Alan Johnson warns against scale of spending cuts plans
Shadow chancellor Alan Johnson has accused the coalition of basing their timetable for spending cuts on the next election rather than on economics.
Mr Johnson, setting out Labour's position ahead of Wednesday's Spending Review, said ministers would be taking a "huge gamble with growth and jobs".
He said Labour would halve, rather than eradicate, the deficit by 2013/14.
In his central London speech he said banks should contribute around £7.5bn to cutting the deficit by 2015.
"The banking sector is contributing £2.4bn whilst child benefit freezes and cuts will raise substantially more, so families take the strain while bankers grab the bonuses," he said.

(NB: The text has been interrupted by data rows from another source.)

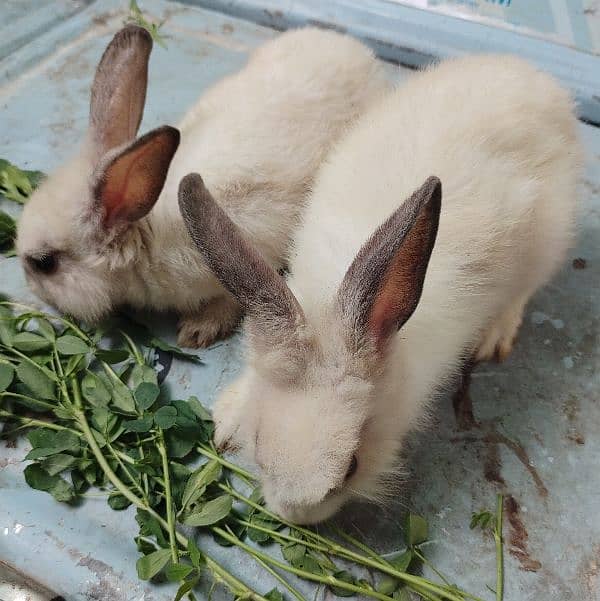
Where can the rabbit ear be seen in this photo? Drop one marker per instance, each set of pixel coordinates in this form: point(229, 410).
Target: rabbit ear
point(237, 264)
point(119, 89)
point(129, 184)
point(382, 287)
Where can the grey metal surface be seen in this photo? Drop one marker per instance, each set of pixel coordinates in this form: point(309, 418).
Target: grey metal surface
point(16, 586)
point(537, 415)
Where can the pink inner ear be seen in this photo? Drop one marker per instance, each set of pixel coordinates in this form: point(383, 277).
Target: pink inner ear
point(133, 180)
point(400, 287)
point(122, 195)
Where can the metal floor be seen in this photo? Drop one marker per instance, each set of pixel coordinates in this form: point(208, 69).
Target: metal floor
point(534, 430)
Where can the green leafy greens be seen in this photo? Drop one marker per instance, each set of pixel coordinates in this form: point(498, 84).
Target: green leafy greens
point(97, 417)
point(16, 185)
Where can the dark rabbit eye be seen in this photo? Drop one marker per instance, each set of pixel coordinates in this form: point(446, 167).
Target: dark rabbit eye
point(352, 467)
point(45, 264)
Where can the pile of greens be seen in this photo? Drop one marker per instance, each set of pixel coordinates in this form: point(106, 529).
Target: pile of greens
point(95, 416)
point(16, 185)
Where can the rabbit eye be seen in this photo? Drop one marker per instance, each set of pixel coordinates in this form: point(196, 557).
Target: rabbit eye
point(46, 264)
point(352, 467)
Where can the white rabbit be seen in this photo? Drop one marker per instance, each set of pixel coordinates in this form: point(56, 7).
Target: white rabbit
point(92, 237)
point(330, 389)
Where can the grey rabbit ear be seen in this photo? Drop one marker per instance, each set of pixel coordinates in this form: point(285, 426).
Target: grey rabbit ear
point(119, 89)
point(239, 266)
point(382, 287)
point(127, 184)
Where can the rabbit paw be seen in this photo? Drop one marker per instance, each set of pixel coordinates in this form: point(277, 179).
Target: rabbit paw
point(226, 414)
point(216, 319)
point(499, 338)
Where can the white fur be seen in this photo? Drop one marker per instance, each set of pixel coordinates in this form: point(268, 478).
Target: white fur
point(257, 137)
point(501, 136)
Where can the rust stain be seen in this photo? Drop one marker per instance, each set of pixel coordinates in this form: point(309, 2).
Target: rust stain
point(576, 437)
point(590, 572)
point(518, 537)
point(465, 421)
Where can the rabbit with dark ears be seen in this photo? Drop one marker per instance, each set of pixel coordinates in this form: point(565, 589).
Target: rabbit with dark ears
point(331, 388)
point(105, 229)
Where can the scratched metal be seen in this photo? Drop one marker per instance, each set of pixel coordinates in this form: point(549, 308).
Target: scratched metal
point(531, 432)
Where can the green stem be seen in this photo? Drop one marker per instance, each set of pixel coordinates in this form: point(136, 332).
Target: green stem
point(162, 449)
point(134, 349)
point(360, 545)
point(37, 422)
point(323, 579)
point(335, 549)
point(431, 567)
point(499, 550)
point(235, 585)
point(36, 313)
point(230, 466)
point(15, 395)
point(31, 422)
point(133, 481)
point(295, 592)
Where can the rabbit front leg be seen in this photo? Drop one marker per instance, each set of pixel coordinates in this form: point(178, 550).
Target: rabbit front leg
point(497, 341)
point(227, 413)
point(215, 319)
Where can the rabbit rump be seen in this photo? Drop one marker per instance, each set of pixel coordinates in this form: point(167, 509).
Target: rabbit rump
point(331, 387)
point(105, 230)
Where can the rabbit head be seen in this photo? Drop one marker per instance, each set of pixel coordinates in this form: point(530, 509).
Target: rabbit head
point(306, 411)
point(80, 232)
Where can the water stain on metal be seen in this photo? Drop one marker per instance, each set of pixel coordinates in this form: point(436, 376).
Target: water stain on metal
point(518, 537)
point(495, 437)
point(492, 465)
point(462, 402)
point(571, 408)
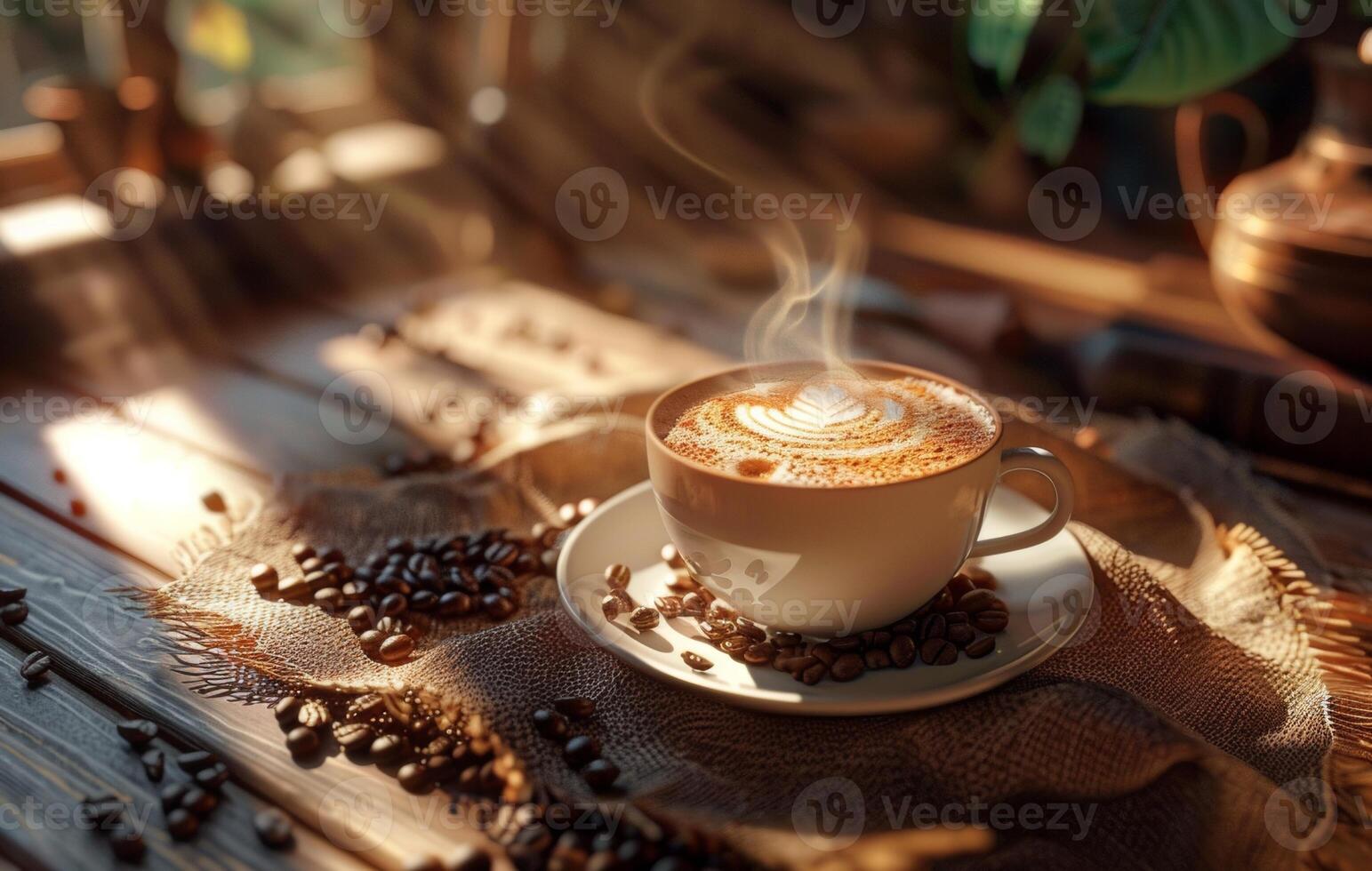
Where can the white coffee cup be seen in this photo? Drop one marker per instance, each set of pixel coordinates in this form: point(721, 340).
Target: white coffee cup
point(833, 560)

"There's no justification for such an unfair sharing of the burden, so we will ask the government to think again and come forward with proposals for the banks to make a greater contribution."
He told BBC Radio 4's The World at One that Labour now wants a greater share of money to cut the deficit from tax rises rather than spending cuts - 60% from spending cuts and 40% from tax rises, compared with pre-election plans of 66% to 33%.
The additional taxation would come from a bank levy, the capital gains tax increase and the increase in the threshold on working tax credits the coalition has brought in.
"This would make it around 60-40 but we're being very very clear here - we're not looking at people's personal taxation," he told the BBC.
The coalition's plans will see spending cuts making up about three-quarters of the deficit eradication programme, with tax rises accounting for the rest.
End Quote Nick Robinson BBC political editor
For the moment, I see more politics than economics here”
Mr Johnson said in his speech: "The coalition's austerity strategy amounts to a huge risk with growth and jobs. By going hell-for-leather on cuts at a time when the private sector cannot be expected pick up the slack, they run the risk of leaving us with higher unemployment, deprived communities and a diminished society.
"And it will make getting the deficit down harder. Taking a slower, less-damaging route, as we propose, provides a credible plan; securing growth and protecting public services.
"Requiring a greater contribution from the banks and tough choices on spending and welfare. So there is another way, and the government needs to unlash itself from the mast and take a new direction."
Chancellor George Osborne has accused Labour of being "in denial" about the deficit, and insisted the cuts were needed to provide a brighter future for the UK economy.
Mr Osborne also received the backing of the leaders of 35 of the UK's biggest companies for his spending cuts plans in a letter to Monday's Daily Telegraph.